Genuine, legally binding GMP regulations are very unspecific, especially when it comes to technical matters. For one thing, the authors are usually not engineers, and for another, as already described, the products manufactured and the equipment used are so varied that generally applicable and at the same time concrete specifications are almost impossible. Furthermore, the GMP specifications would always have to be changed if technological innovations were to occur. The following therefore applies: the equipment must comply with the state of the art, the requirement of, for example, good cleanability still applies, even if new cleaning agents, cleaning processes or similar should become available. So the question is, which technical rules have to be observed or where can one read up on the current state of the art? Of course, this depends on the type of equipment. In a few cases, the pharmacopoeias or guidelines from GMP-relevant authorities with an advisory, i.e. non-mandatory, character are helpful here. It is also always a good idea to know the relevant ISO standards or (in Germany) VDI guidelines. Often, interest groups publish documents that contain further information, e.g. the ECA, the ISPE, the PDA or the EHEDG. The pharmaceutical industry also uses standards from the food industry, especially when it comes to cleanability. It is important to know that these rules are rarely binding. They are nevertheless very often used, as this saves the need to prove that one's own chosen procedure complies with the rules and leads to an equal or better result.

What does "The equipment must be suitable for its purpose" mean?

This is one of the most important and yet least universally understood specifications. It means that the product produced in the equipment meets all pre-determined quality requirements and thus has the effect that the patient needs (and that has been previously proven in a clinical trial).

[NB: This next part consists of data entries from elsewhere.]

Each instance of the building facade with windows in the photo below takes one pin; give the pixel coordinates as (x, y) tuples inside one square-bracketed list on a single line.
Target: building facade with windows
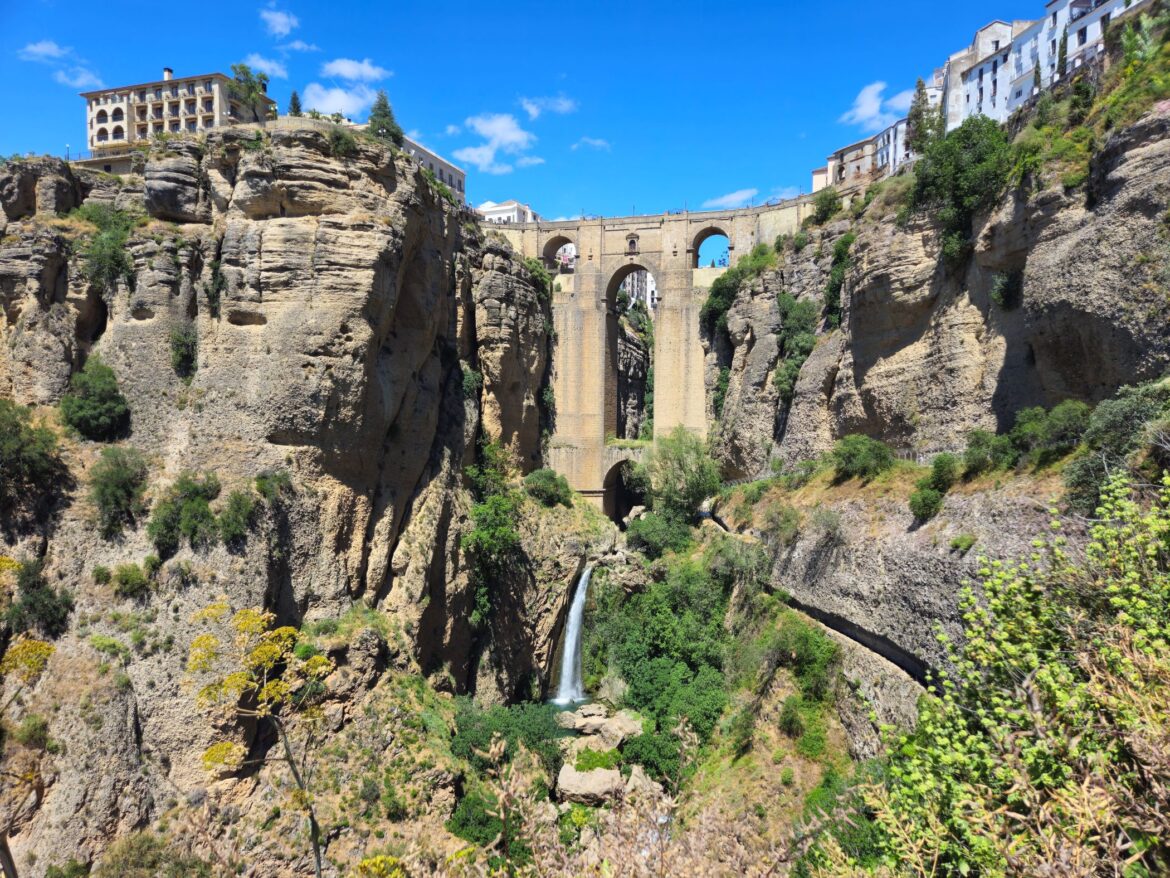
[(510, 211), (122, 116), (453, 176)]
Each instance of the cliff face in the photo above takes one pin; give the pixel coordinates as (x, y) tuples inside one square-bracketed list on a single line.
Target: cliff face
[(338, 302)]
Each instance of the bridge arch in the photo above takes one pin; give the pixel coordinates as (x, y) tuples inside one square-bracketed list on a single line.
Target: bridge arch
[(703, 235), (552, 246)]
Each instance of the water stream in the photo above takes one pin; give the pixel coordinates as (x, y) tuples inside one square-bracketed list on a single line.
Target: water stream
[(571, 687)]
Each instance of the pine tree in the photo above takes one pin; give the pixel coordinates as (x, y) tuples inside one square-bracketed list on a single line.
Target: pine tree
[(382, 123), (923, 122)]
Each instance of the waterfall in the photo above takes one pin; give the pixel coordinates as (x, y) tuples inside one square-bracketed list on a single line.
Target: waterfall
[(571, 688)]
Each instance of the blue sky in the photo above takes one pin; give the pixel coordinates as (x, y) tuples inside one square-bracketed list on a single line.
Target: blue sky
[(601, 108)]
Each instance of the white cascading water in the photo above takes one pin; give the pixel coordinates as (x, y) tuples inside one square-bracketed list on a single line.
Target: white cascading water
[(571, 687)]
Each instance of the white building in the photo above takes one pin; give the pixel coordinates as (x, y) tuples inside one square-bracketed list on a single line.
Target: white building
[(510, 211), (453, 176)]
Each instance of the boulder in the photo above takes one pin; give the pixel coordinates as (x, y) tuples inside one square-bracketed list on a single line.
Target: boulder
[(591, 788)]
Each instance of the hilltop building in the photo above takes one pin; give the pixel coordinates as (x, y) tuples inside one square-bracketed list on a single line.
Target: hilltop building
[(510, 211), (117, 117)]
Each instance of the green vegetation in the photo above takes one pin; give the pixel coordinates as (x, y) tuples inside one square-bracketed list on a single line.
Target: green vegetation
[(29, 464), (549, 488), (94, 405), (117, 482), (859, 457), (38, 604), (826, 205), (837, 273), (798, 337), (961, 175), (130, 581), (1050, 734), (714, 314), (185, 513), (382, 123), (342, 143), (105, 258), (236, 518), (184, 351)]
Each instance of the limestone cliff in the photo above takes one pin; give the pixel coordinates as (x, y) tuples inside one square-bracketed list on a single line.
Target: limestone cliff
[(338, 304)]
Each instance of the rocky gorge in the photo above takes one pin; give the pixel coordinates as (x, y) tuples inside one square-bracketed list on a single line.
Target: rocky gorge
[(360, 335)]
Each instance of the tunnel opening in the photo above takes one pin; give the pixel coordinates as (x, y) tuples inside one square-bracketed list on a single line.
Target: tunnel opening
[(711, 248), (631, 300), (623, 492)]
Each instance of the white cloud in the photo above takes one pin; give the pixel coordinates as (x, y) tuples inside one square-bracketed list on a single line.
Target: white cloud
[(355, 70), (45, 50), (78, 77), (873, 111), (346, 101), (502, 135), (268, 66), (279, 22), (559, 104), (593, 143), (731, 199)]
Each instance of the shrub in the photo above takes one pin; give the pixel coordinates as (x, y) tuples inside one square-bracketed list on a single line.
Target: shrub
[(342, 143), (38, 605), (117, 481), (236, 518), (94, 405), (826, 205), (29, 465), (184, 351), (33, 732), (532, 725), (274, 485), (791, 720), (549, 488), (654, 534), (589, 760), (185, 513), (926, 503), (129, 581), (859, 457), (985, 452), (682, 474)]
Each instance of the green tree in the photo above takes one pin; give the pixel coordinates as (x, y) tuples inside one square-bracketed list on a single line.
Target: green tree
[(250, 90), (924, 123), (682, 473), (94, 405), (382, 123), (257, 674), (117, 481)]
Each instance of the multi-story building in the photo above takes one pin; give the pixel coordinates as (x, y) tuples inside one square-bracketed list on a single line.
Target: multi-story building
[(454, 176), (122, 116), (510, 211)]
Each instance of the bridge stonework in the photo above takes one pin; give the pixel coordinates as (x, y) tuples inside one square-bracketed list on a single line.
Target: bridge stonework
[(584, 313)]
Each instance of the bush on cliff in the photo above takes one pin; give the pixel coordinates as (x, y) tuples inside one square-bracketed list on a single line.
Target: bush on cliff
[(117, 481), (94, 405), (859, 457)]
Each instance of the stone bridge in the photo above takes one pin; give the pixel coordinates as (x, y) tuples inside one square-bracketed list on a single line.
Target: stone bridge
[(585, 316)]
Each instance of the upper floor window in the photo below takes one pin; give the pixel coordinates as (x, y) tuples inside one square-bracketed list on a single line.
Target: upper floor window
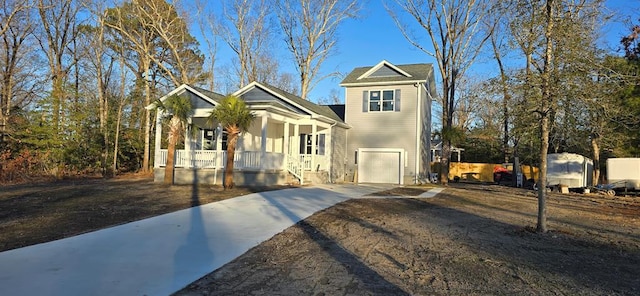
[(381, 100)]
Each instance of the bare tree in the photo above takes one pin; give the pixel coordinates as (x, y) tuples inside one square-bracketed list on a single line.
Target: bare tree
[(14, 60), (139, 44), (11, 10), (206, 24), (310, 30), (181, 60), (103, 66), (58, 20), (457, 36), (244, 27)]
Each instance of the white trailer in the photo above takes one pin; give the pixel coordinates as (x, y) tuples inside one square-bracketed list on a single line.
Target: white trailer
[(569, 170), (623, 173)]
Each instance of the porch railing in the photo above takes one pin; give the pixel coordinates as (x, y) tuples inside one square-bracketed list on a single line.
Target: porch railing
[(216, 159)]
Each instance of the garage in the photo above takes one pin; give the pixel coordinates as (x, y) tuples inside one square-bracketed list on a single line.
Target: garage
[(380, 165)]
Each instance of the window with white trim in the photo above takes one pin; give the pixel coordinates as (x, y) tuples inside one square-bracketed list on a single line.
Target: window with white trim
[(306, 147), (209, 138), (382, 100)]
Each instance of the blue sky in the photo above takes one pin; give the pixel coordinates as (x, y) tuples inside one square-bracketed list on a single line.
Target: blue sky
[(374, 37)]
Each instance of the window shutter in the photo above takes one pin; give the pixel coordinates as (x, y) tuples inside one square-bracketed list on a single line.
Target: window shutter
[(365, 101)]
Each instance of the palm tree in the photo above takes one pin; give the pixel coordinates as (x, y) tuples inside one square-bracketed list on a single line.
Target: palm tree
[(235, 117), (180, 110)]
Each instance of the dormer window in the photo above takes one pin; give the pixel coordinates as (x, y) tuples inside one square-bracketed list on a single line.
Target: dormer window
[(381, 100)]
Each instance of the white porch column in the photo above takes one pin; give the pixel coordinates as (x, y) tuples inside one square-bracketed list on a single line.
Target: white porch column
[(263, 142), (187, 145), (314, 144), (157, 158), (328, 150), (296, 141), (285, 145), (219, 154)]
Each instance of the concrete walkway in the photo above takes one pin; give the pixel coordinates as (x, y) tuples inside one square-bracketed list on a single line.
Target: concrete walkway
[(160, 255)]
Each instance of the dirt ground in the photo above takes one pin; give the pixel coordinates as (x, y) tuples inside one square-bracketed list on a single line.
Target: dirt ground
[(469, 240)]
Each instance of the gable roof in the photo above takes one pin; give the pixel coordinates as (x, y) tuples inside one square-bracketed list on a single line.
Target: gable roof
[(208, 96), (290, 98), (409, 73)]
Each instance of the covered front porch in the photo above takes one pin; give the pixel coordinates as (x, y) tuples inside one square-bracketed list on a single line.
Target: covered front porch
[(276, 149)]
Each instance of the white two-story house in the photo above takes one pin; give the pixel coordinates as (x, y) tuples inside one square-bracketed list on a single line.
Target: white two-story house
[(388, 108), (380, 135)]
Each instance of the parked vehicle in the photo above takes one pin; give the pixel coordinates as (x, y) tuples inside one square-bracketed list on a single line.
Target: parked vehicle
[(623, 173), (570, 170)]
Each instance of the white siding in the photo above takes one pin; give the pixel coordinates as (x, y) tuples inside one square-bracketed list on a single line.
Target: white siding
[(382, 129)]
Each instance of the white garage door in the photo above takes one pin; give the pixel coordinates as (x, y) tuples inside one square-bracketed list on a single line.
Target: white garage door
[(380, 165)]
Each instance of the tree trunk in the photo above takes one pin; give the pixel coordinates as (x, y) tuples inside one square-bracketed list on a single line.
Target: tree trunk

The suitability of the equipment is proven by the qualification of the equipment, which plays an important role in process validation. Again, qualification is product specific. Equipment that is suitable (qualified) for product A does not necessarily have to be equally suitable for product B. Through re-qualification, this suitability must be shown again and again regularly. The pharmaceutical company must prove through qualification that the equipment is suitable for the intended purpose or use. The pharmaceutical manufacturer does not have to carry out the qualification themselves. Often the qualification is sold with the equipment as a package. However, the pharmaceutical company remains responsible for this under pharmaceutical law. An important part of the qualification as well as the recurring measures, which are to maintain the qualified condition of the system, is the calibration. Here, too, the requirements are dictated by the demands of the product. For a very temperature-sensitive product, the temperature measurement must be much more accurate than for a less sensitive product.

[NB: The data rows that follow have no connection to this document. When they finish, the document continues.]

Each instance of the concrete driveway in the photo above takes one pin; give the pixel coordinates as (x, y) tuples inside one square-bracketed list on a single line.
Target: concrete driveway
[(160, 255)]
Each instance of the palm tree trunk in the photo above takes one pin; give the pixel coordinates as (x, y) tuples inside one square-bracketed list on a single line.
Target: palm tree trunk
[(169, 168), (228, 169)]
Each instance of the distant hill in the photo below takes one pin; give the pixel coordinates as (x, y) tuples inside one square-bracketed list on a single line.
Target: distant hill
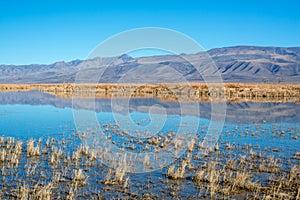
[(235, 64)]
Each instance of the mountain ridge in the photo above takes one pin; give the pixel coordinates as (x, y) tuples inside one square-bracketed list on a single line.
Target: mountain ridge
[(235, 64)]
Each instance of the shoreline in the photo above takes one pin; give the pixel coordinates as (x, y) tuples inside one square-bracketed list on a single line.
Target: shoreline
[(182, 92)]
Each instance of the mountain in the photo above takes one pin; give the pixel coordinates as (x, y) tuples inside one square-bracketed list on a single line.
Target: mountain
[(235, 64)]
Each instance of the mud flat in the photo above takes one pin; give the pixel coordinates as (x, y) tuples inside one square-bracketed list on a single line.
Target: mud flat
[(231, 92)]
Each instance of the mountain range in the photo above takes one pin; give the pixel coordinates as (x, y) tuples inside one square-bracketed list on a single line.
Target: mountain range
[(234, 64)]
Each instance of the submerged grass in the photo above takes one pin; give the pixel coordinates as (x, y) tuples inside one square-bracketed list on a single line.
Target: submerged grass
[(53, 169)]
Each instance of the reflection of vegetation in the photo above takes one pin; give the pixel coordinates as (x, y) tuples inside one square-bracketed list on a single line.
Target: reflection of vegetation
[(51, 169), (231, 92)]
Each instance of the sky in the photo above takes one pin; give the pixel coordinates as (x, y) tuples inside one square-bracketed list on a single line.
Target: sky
[(56, 30)]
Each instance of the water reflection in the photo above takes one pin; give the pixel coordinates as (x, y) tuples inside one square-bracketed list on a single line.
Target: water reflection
[(245, 112)]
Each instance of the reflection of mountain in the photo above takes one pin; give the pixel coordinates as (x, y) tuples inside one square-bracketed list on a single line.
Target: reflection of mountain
[(239, 113), (235, 64)]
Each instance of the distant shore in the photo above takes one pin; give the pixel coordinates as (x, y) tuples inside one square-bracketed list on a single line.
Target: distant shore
[(216, 92)]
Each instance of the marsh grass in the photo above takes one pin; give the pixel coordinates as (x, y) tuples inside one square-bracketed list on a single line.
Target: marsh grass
[(53, 169)]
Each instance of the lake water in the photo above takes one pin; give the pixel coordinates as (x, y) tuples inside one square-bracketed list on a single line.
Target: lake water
[(271, 128)]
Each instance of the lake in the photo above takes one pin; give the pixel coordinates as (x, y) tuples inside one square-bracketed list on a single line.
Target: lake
[(258, 141)]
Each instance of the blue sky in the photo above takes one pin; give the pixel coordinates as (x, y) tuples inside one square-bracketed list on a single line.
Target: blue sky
[(55, 30)]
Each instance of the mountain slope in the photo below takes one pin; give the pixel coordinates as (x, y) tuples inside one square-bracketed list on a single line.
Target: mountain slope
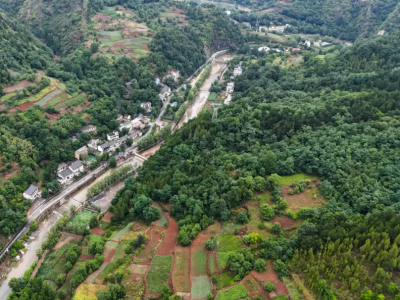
[(24, 50)]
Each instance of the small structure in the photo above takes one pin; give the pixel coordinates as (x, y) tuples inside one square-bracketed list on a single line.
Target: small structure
[(31, 193), (89, 128), (81, 151), (126, 124), (264, 48), (237, 71), (229, 87), (113, 136), (164, 93), (76, 167), (93, 143)]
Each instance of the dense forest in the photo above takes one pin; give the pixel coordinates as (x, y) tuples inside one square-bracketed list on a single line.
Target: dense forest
[(335, 116)]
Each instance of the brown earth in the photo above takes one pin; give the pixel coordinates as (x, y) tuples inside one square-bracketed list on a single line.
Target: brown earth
[(66, 238), (270, 276), (286, 222), (170, 239), (97, 231), (16, 87), (107, 217)]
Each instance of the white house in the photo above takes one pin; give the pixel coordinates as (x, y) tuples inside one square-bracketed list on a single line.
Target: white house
[(89, 128), (127, 125), (112, 136), (229, 87), (93, 143), (65, 176), (237, 71), (31, 193), (165, 91), (76, 167), (81, 151)]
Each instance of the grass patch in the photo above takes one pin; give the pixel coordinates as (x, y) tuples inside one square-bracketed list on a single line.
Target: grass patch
[(88, 291), (199, 259), (161, 221), (223, 259), (212, 96), (158, 273), (82, 218), (103, 224), (211, 262), (288, 180), (7, 97), (228, 243), (42, 102), (201, 286), (293, 292), (122, 232), (72, 102), (224, 280), (234, 293)]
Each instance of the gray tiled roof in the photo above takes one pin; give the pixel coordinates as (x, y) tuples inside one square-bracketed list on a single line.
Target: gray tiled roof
[(65, 173), (31, 189), (76, 165)]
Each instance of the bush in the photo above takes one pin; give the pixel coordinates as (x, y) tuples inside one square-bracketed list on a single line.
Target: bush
[(260, 265), (242, 218), (270, 287)]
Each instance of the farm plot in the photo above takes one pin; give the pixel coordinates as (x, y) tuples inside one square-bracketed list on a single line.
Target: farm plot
[(180, 274), (117, 237), (88, 291), (234, 293), (82, 218), (201, 286), (42, 102), (159, 273), (198, 262)]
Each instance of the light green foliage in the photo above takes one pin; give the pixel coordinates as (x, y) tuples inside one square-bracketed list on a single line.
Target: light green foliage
[(234, 293)]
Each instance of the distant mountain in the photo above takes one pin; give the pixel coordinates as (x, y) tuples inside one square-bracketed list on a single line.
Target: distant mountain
[(59, 23)]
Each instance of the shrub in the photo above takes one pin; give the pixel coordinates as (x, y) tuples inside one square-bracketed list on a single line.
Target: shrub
[(242, 218), (270, 287), (260, 265)]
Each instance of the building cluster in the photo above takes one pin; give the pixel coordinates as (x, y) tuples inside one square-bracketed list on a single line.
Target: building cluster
[(67, 172)]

These four explanations now shed a little more light on the question of what "GMP-compliant equipment design" is all about. But it should be a little more concrete. This is where a new guidance document has recently come to the rescue, with numerous tips and interpretations of official requirements. The guidance was developed by a task force that included experts in pharmaceutical technology and engineering. The Task Force initially developed a document in German and it was first published by CONCEPT HEIDELBERG. Although the book "GMP Equipment Design Guide" cannot show the requirements for all conceivable manufacturing equipment or replace a technical study, it can be a guide through the thicket of GMP equipment design, create understanding and provide more detailed procedures for the respective individual case or refer to further literature or sources.

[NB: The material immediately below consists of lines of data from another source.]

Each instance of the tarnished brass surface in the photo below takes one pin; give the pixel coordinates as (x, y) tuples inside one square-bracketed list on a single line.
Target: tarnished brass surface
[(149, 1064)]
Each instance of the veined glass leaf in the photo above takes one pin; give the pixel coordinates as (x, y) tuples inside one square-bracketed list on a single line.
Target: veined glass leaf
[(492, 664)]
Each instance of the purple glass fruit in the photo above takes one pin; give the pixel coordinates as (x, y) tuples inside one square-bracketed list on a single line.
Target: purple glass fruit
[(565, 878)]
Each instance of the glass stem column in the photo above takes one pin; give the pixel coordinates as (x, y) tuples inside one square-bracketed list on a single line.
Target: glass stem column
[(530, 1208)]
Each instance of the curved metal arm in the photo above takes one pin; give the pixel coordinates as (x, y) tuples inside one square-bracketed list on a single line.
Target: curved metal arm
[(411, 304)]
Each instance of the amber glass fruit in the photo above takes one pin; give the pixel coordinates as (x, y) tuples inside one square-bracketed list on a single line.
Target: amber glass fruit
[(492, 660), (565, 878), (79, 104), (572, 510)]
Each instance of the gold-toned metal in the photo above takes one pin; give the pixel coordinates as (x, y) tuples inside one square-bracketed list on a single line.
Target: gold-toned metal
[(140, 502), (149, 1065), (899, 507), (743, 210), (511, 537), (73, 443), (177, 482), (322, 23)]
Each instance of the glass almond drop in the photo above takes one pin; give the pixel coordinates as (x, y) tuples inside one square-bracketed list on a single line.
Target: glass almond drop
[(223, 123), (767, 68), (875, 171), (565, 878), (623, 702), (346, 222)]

The new document is divided into 13 chapters. In chapters 1-4, in addition to an understanding of GMP-compliant system design, the pharmaceutical principles of risk analysis and documented evidence of a GMP-relevant issue are elaborated. Chapters 5 to 13 provide guidance on specific sub-aspects of equipment as they may be used in the manufacture of pharmaceuticals.

1. Introduction: what does GMP-compliant equipment design mean?
2. Overview: general GMP rule works, standards, interest groups and state of the art
3. Risk analysis: the key to pharma success?
4. Evidence: URS, FDS -> GMP design -> qualification
5. Material selection for hygiene critical areas
6. Surface requirements: surface quality grades and surface treatments
7. Hygienic design - basic aspects
8. Piping and fittings; joints, welding & seam control
9. Process environment requirements: the clean room
10. Electrical, instrumentation and control (EI&C) in the GMP-regulated environment
11. Requirements for automation and control systems
12. Documentation in the life cycle of GMP equipment
13. Quality assurance systems required by the equipment supplier

A brief explanation of some of the more detailed chapters follows below.

"Hygiene-critical" in the heading of Chapter 7 refers to areas or products for which there are microbiological requirements. This applies to all pharmaceutical products; for sterile drugs, of course, the hygiene risk is much greater than for solid drugs intended for oral administration.

Two types of materials are widely used in pharmaceutical equipment manufacturing: Polymers and stainless steels. As metallic materials, stainless steels usually exhibit these basic properties. For pharmaceutical applications, stainless steels with the material designation 1.4301/AISI 304, 1.4401/AISI 316, 1.4404/AISI 316L or 1.4435/AISI 316L have become widely established. In principle, metal surfaces in contact with the product may be modified by a surface treatment or coating. However, the surface modification used must also completely fulfill all the basic material properties mentioned above. In other words, no substances may be absorbed or released, no reactions may occur on the surfaces, etc.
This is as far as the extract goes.